Thursday, July 31, 2014

Just Kidding

The thing about fairy tales is that they never tell you what happens after the ‘Happily ever after’. Sure the prince and the scullery maid fall in love and ride off into the sunset, but even as a child, I always wondered, did the maid have to sign a pre-nup agreement?
I know this makes me sound like I was a precocious toddler, but in my family, ‘pre-nuptial’ was one of the first words we learnt. I remember my mother playing mah-jong with her sisters and one session, the topic of gossip was their cousin Cheong’s son who had just married a girl whom everyone unanimously agreed was a brazen gold-digger.
            “She wouldn’t sign the pre-nup!” my mother said as she swirled the tiles with unusual aggression, no doubt thinking about the financial drama awaiting her future gold-digging daughters-in-law.
            Auntie Wai-ling sucked in her breath. “I bet she was already pregnant before they got married! That’s how they lure their prey these days. These girls are just so desperate and clever!”
            When you’re a child whose head doesn’t even clear the edge of a mah-jong table, you tend to have the attention span of a dead mosquito, but somehow, the word ‘pre-nup’ stuck. Later that night, when my father was putting me to bed, I asked him, “Papa, what’s a pre-nup?”
            To my father’s eternal credit, he didn’t even blink, he was so used by then to the strange things that came out of his children’s mouths. A pre-nup, he explained, was when two people, before their wedding, agreed on what to do with their money if they ever divorced.
            “Do you and Mama have one?” I remember asking.
            “No,” he sighed. “Which is why we can never get divorced! Otherwise, she will take me to the cleaners.”
            “What does…”
            “That’s tomorrow night’s bed-time story,” he said firmly. “Marriages are very expensive. That’s all you need to know. And, uh, don’t repeat to your mother what I just said to you, ok?”
            So, that was one of the first real life lessons I learnt – that marriage is expensive. And that it’s a big secret. It didn’t take too long for me to realise that they never told you that at the end of the endless fairy tales we read. Not Cinderella, not Snow White, not Rapunzel, not Jack and the Beanstalk, not any of it. In every one, the hero and the heroine fell in love, got married and lived happily ever after. There was no discussion about money.
            The other real life lesson I learnt was that not only are marriages expensive, children are even more so.
            This lesson we all learnt very early on. My mother was always moaning about how expensive we all were, though as my sister would later point out to her therapist, this was really rich considering it was my father who was paying all the bills, not Mother.

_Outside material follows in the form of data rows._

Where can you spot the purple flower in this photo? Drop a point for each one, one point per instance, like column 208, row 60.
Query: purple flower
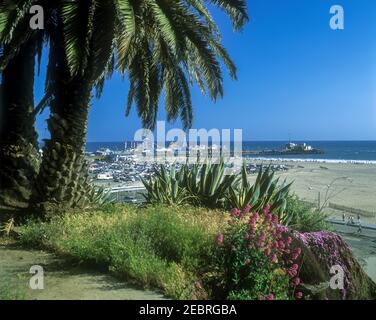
column 219, row 239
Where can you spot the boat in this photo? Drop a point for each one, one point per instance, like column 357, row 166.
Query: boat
column 289, row 149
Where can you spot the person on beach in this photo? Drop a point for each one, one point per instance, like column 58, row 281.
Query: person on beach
column 359, row 224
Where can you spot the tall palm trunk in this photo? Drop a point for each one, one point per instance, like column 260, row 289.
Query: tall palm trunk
column 19, row 156
column 63, row 178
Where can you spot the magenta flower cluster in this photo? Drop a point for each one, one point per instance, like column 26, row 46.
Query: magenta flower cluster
column 264, row 233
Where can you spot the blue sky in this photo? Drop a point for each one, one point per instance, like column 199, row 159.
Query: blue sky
column 296, row 76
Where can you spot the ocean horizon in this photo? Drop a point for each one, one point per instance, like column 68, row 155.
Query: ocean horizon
column 334, row 151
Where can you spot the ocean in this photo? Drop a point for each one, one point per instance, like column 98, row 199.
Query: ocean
column 334, row 151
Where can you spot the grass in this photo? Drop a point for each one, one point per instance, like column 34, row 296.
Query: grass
column 158, row 247
column 9, row 290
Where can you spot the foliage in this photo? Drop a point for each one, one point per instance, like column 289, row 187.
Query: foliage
column 9, row 290
column 304, row 217
column 265, row 190
column 254, row 260
column 161, row 45
column 209, row 186
column 160, row 247
column 204, row 185
column 165, row 187
column 7, row 227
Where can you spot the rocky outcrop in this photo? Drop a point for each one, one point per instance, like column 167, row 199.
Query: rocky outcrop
column 324, row 256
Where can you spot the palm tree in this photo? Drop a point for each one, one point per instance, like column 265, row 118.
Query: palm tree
column 19, row 156
column 162, row 45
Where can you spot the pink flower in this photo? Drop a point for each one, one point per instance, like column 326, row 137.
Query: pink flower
column 268, row 217
column 235, row 212
column 269, row 297
column 266, row 209
column 219, row 239
column 261, row 244
column 292, row 273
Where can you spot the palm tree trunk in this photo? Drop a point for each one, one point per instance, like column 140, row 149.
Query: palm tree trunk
column 19, row 156
column 63, row 180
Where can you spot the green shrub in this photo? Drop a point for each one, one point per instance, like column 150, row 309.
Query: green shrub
column 254, row 260
column 159, row 247
column 265, row 190
column 208, row 185
column 203, row 185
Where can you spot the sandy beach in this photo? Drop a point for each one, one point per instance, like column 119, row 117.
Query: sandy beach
column 353, row 185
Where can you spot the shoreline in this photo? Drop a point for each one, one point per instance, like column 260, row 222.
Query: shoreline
column 373, row 162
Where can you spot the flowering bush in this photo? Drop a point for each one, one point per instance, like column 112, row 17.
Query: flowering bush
column 255, row 258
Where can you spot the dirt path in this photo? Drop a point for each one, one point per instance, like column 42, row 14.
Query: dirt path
column 61, row 282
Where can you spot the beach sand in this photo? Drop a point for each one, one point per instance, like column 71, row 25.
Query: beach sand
column 352, row 185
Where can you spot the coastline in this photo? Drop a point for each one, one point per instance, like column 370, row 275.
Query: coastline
column 350, row 184
column 274, row 159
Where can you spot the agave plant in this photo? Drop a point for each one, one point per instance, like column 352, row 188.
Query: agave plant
column 165, row 187
column 8, row 227
column 205, row 185
column 265, row 190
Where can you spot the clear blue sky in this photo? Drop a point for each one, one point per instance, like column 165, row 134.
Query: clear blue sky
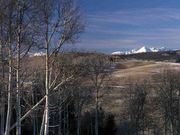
column 113, row 25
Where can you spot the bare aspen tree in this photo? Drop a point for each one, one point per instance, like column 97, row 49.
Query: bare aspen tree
column 99, row 71
column 2, row 74
column 61, row 21
column 10, row 8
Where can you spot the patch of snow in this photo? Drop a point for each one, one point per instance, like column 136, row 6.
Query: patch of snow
column 143, row 49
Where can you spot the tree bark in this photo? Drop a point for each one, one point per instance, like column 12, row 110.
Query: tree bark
column 9, row 108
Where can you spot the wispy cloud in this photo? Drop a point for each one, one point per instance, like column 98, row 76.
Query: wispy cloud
column 133, row 27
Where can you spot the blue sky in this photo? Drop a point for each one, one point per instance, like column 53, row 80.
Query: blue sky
column 113, row 25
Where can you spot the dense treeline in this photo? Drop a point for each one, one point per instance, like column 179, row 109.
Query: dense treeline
column 63, row 93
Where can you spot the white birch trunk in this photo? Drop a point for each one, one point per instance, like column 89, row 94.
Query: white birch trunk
column 46, row 126
column 9, row 107
column 18, row 100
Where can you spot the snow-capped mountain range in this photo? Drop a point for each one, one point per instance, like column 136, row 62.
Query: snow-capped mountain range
column 143, row 49
column 31, row 54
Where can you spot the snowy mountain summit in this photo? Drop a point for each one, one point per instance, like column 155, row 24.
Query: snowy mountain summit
column 143, row 49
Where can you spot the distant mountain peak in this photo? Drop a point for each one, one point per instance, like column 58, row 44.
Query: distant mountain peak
column 143, row 49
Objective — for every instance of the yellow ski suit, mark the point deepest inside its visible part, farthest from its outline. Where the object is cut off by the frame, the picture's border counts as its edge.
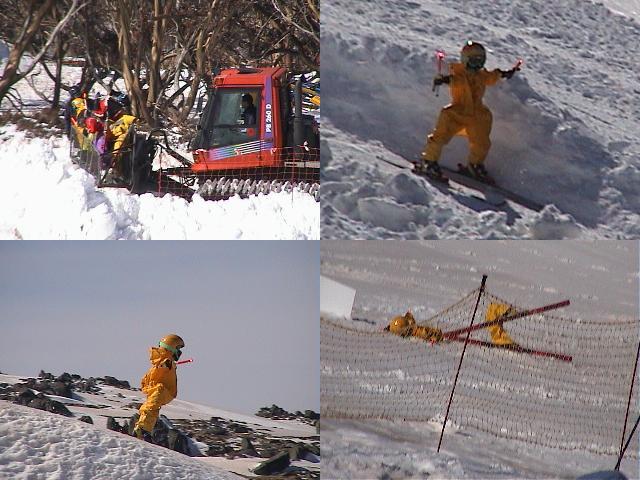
(118, 131)
(160, 384)
(466, 114)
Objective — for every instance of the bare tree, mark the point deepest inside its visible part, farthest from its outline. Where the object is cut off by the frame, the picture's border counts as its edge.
(23, 42)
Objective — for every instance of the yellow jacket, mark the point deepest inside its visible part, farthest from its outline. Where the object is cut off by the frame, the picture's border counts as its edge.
(118, 130)
(467, 88)
(162, 372)
(498, 334)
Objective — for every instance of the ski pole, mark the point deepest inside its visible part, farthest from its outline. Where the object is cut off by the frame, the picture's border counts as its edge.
(466, 341)
(440, 60)
(627, 444)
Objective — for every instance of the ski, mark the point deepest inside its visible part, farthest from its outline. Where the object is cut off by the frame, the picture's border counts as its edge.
(443, 180)
(516, 348)
(470, 181)
(508, 318)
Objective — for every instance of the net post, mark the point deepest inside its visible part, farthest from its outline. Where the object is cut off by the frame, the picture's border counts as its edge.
(626, 416)
(466, 341)
(626, 444)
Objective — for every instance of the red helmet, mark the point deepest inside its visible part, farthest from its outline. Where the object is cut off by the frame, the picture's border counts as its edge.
(473, 55)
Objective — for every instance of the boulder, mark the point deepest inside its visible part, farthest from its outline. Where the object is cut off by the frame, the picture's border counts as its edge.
(236, 427)
(311, 415)
(218, 450)
(61, 389)
(247, 448)
(45, 375)
(41, 402)
(114, 382)
(65, 378)
(275, 464)
(112, 424)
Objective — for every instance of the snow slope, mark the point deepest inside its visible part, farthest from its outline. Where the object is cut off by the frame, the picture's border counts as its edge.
(600, 279)
(42, 445)
(564, 134)
(46, 196)
(66, 439)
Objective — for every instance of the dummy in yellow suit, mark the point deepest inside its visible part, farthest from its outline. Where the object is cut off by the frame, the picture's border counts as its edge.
(466, 114)
(160, 383)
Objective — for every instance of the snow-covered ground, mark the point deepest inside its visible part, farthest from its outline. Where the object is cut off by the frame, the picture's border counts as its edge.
(364, 370)
(42, 445)
(47, 196)
(39, 445)
(564, 134)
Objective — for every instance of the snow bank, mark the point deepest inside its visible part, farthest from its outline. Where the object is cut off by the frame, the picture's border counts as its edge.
(35, 444)
(43, 195)
(564, 130)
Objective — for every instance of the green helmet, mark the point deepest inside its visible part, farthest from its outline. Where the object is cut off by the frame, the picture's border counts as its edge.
(173, 343)
(473, 55)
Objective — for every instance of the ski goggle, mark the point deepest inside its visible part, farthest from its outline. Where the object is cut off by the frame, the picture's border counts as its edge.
(476, 62)
(176, 351)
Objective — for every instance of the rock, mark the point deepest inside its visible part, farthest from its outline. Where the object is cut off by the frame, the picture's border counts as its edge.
(236, 427)
(43, 403)
(274, 412)
(112, 424)
(311, 415)
(216, 430)
(61, 389)
(247, 448)
(315, 449)
(177, 441)
(275, 464)
(45, 375)
(65, 378)
(303, 452)
(165, 435)
(296, 453)
(217, 450)
(25, 394)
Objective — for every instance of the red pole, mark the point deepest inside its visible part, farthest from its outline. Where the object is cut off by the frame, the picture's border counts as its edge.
(626, 416)
(455, 380)
(517, 348)
(508, 318)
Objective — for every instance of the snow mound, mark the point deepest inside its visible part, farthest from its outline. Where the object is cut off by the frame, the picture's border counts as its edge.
(47, 196)
(35, 444)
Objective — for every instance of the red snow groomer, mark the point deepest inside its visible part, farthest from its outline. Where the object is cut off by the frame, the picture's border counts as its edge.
(253, 137)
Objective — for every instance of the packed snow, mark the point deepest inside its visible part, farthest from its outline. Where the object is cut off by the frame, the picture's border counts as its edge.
(42, 445)
(600, 279)
(47, 196)
(564, 134)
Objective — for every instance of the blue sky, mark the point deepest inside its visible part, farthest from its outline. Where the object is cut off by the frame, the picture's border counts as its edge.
(248, 312)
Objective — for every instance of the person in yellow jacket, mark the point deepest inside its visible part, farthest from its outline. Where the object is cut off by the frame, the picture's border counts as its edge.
(498, 334)
(160, 383)
(466, 114)
(118, 127)
(405, 326)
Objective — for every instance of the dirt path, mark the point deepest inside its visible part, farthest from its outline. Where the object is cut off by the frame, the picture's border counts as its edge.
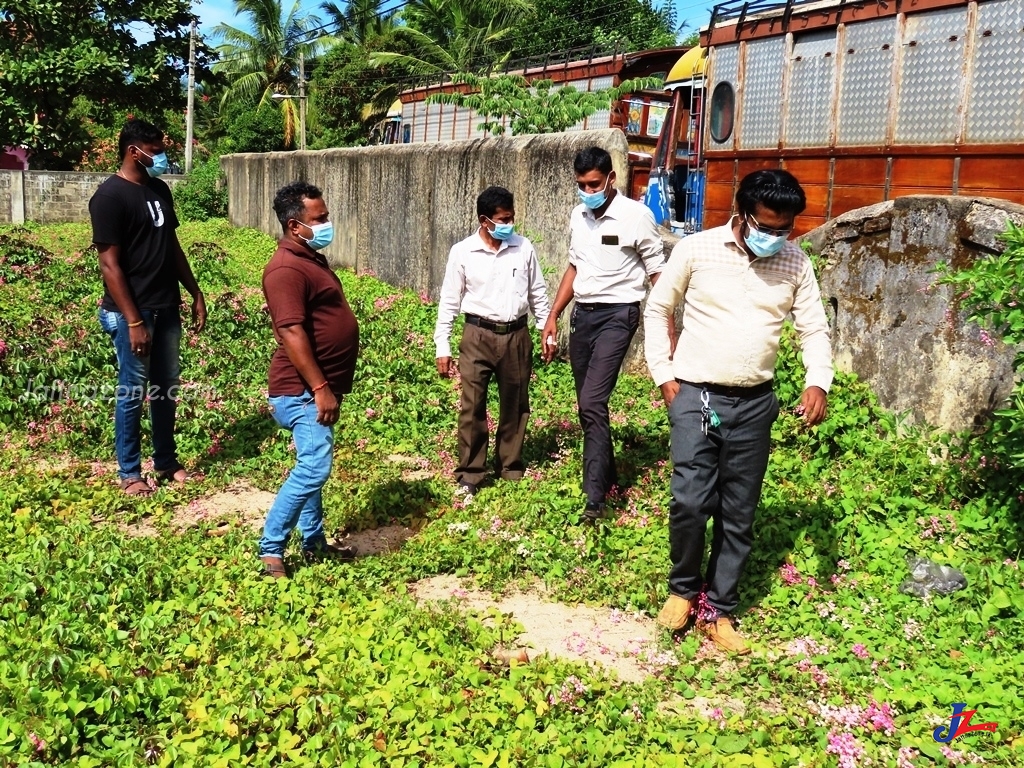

            I bring all this up because I was reading an interview of Kui Jien in a back copy of 8DAYS the other day and he said that school fees for his kid were between $20,000 and $40,000.
            “Shut up!” Amanda said when I told her. “That’s how much it costs to send a kid to school these days?”
            “If it’s an international school,” I said. “And the kid’s daycare costs $1,000 a month!”
            Twelve thousand dollars a year?” Saffy shrieked. “That’s…that’s…”
            “That’s more than a business class ticket to New York on SQ!” Amanda cut in, looking very disturbed.
            “Why does it cost so much to teach a kid the alphabet and to add two and two?” Saffy wanted to know.
            “Imagine if you had more than one child, like Sharyn does!” I went on, thoroughly gripped by this horror bedtime story.
            As it turns out, nothing drowns out the loud ticking of a biological clock more efficiently than the sheer brutal noise-cancelling reality of $40,000 a year. Until recently, Amanda could not be relied on to pass Le Petit Bateau or a toddler without getting all misty-eyed and emotional. Now, she says, when she sees a child, all she can think of is the fact that it’s costing four Hermes Birkin bags.
            “Per year!” she will emphasise. “Or maybe just one crocodile skin bag. But still…”
            When Saffy next met up with Sharyn, she gave her best friend a big hug. “Oh, you poor thing!” she sniffed. “And I mean that literally, too!”
            “Aiyoh, you siow, ah!’ Sharyn moaned, squirming in Saffy’s tight embrace. “What do you want?”
            “Do you need money?” Saffy asked.
            My sister says, right there, is a sentence you never read in a fairy tale.